To ensure that the space unifies the campus, Duke has to think carefully about the needs of the different constituencies it hopes to draw together. The University will start with undergraduates, replacing 1,000 existing Central beds with a pair of modern facilities.

When completed in 2006 and 2008, respectively, the apartment-style buildings will house upperclassmen and create a logical evolution of undergraduate residential life. Freshmen graduate from the intimate quarters on East to the academic center on West to a more independent style of living on Central as they move through the University.

The new campus must meet the requirements of both its residents and the greater Duke community.

The University is successfully creating academic spaces that harbor interdisciplinarity, and it should look to this academic model as it tries to bring a similar concept into social and residential life. The school must engineer social spaces that encourage the types of interaction that ground personal and professional development.

To afford Duke the opportunity to create a unique identity for undergraduate life, the development must complement, not detract from, the other two undergraduate communities.

On West Campus, the University has prudently halted plans to construct a plaza as the foundation of a new student village. The delay will buy time for administrators to coordinate village plans with those for the surrounding buildings, including the Bryan Center and the West Union Building, and mesh that entire scheme with the concept for Central.

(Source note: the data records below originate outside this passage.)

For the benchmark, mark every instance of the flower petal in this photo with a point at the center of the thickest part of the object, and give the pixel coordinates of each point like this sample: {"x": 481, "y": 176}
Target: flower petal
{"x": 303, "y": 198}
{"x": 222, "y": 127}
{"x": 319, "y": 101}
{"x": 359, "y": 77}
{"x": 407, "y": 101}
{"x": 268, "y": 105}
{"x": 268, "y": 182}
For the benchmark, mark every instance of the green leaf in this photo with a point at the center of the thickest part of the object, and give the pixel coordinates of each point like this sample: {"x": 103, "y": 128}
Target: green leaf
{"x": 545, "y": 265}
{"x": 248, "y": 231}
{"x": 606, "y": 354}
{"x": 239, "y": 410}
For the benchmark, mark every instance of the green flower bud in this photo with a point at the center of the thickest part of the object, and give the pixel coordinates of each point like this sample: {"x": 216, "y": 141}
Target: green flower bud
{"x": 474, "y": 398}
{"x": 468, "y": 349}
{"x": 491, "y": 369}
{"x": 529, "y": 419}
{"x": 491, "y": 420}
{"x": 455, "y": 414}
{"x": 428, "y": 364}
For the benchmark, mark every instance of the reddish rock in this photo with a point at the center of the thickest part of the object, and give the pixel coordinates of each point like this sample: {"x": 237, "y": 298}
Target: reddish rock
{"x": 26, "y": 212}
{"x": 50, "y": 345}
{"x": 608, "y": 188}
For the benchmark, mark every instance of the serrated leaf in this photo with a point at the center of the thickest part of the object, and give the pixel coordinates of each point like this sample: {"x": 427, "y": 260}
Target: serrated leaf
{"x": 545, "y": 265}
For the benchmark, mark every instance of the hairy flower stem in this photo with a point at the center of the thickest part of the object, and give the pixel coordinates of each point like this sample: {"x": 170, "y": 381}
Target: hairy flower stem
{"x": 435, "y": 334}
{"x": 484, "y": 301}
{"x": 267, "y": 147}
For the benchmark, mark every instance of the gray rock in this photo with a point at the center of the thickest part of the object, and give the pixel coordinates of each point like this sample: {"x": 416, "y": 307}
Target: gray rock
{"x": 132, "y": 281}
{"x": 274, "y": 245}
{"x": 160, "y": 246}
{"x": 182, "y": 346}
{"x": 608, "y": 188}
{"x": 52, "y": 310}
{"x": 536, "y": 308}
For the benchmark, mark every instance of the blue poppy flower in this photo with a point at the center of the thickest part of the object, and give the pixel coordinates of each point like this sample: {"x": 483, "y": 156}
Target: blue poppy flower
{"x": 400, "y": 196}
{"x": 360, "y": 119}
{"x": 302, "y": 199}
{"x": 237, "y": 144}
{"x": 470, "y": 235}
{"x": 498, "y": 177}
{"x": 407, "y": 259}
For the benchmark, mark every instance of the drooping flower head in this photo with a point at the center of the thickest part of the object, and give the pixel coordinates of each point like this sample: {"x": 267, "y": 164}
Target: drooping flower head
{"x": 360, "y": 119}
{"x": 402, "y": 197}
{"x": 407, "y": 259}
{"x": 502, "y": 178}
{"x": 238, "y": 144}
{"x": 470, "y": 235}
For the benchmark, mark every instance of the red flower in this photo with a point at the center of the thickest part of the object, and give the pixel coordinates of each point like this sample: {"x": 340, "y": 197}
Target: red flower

The planning of both major, long-term projects must occur together, with constant communication and collaboration among senior administrators. Neither the residential space on Central nor the academic and extracurricular space on West will succeed if it is planned as an independent unit.

Duke must remember that at the heart of any University lies not the buildings, but the people. These projects will all take multiple years, and even though they will address space problems for future classes, current students will not see the fruits of the efforts.

Administrators need to recognize that the issues the new spaces will solve are still present in the current student body, and while we will all hold our breaths in anticipation of the new architecture, we cannot hold back action.

The framework for student life that fits Duke's unique cultural needs to begin now with temporary measures so that when the buildings are finally integrated, the community will be too.